Le droit à l’image, ça vaut combien?

Le juge Paradis a octroyé 3500$ à chacune des deux personnes photographiées pour le préjudice moral causé par l’atteinte à leur vie privée. Il a cependant refusé d’ordonner le paiement d’une somme supplémentaire à titre punitif puisqu’il a jugé que le journaliste n’avait pas porté atteinte intentionnellement aux droit du couple et qu’il croyait la publication de la photo justifiée par l’intérêt public.

Cette somme est conforme à ce que les tribunaux attribuent généralement dans des cas semblables. Le préjudice moral est difficile à évaluer parce qu’il s’agit d’établir une valeur en argent pour l’atteinte à des droits qui n’ont pas de valeur monétaire. C’est au juge que revient la discrétion d’évaluer quelle somme pourrait compenser l’atteinte aux droits dans les circonstances.

Les réactions au jugement

La Fédération professionnelle des journalistes (FPJQ) a critiqué cette décision qu’elle considère comme une atteinte à la liberté de presse.
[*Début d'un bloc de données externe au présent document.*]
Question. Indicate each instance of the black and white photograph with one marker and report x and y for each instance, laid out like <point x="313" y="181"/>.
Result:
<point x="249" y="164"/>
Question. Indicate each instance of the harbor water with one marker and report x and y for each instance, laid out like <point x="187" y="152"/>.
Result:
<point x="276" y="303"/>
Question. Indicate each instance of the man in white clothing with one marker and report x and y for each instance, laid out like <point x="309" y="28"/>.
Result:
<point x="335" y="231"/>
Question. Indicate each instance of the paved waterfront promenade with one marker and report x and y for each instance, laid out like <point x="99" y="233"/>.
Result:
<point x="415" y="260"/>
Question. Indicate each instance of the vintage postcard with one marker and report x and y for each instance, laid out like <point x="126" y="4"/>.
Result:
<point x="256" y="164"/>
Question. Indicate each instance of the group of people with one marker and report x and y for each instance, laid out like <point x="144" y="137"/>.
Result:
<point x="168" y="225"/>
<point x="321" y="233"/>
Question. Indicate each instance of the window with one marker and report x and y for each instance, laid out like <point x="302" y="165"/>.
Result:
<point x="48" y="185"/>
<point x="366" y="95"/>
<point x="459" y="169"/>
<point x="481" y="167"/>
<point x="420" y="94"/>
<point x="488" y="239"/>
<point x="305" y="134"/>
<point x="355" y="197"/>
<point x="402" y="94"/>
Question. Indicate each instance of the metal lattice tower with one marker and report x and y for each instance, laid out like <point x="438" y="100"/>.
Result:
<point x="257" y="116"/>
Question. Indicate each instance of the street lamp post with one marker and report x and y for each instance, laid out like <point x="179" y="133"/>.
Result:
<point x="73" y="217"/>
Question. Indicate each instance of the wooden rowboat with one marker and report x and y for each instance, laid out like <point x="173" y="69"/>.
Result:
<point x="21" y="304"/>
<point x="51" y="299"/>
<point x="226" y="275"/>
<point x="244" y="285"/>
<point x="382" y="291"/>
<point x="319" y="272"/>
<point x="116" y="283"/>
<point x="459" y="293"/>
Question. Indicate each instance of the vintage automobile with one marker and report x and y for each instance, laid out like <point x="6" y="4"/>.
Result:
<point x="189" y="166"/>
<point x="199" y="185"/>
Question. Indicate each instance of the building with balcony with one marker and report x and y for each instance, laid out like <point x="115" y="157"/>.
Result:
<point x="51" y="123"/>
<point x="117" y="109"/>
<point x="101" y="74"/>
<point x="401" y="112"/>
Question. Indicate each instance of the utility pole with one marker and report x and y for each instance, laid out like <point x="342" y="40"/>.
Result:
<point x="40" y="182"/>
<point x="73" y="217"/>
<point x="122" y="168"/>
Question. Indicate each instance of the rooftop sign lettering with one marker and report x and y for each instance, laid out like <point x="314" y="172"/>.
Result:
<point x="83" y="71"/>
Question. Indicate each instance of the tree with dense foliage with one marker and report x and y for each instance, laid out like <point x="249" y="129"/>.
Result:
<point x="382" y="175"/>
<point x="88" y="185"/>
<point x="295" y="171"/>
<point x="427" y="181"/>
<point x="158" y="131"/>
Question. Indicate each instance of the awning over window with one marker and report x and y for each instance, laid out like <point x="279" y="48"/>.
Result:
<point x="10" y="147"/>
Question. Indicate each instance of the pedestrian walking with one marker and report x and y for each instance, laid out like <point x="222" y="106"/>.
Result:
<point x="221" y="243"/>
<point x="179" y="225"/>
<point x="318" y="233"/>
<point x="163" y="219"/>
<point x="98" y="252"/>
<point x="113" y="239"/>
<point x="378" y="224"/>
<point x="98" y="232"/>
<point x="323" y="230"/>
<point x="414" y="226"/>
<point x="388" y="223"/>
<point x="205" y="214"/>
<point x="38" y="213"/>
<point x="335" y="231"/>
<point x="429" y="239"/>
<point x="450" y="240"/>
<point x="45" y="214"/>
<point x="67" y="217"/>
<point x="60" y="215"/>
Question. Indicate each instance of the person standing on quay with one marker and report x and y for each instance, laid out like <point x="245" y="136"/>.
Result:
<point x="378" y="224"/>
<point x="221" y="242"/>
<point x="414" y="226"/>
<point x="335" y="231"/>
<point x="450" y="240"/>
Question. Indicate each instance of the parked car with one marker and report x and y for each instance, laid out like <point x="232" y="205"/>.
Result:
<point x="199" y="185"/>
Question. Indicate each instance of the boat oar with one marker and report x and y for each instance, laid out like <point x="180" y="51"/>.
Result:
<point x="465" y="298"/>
La FPJQ estime dangereux d’appliquer les principes développés par la Cour suprême dans la décision Aubry c Éditions Vice-Versa à la photographie de presse puisqu’il s’agissait, à l’époque, de la publication d’une photo dans une revue à vocation artistique.

La FPJQ estime que le juge Paradis aurait dû considérer la photo d’intérêt public considérant le débat de société qui entourait la présence de symboles religieux dans l’espace public et les accommodements raisonnables lors de la publication de la photo en juin 2012. La publication de la photo en litige suit les travaux de la Commission Bouchard-Taylor et s’inscrit dans les débuts du projet de Charte des valeurs du Parti Québécois.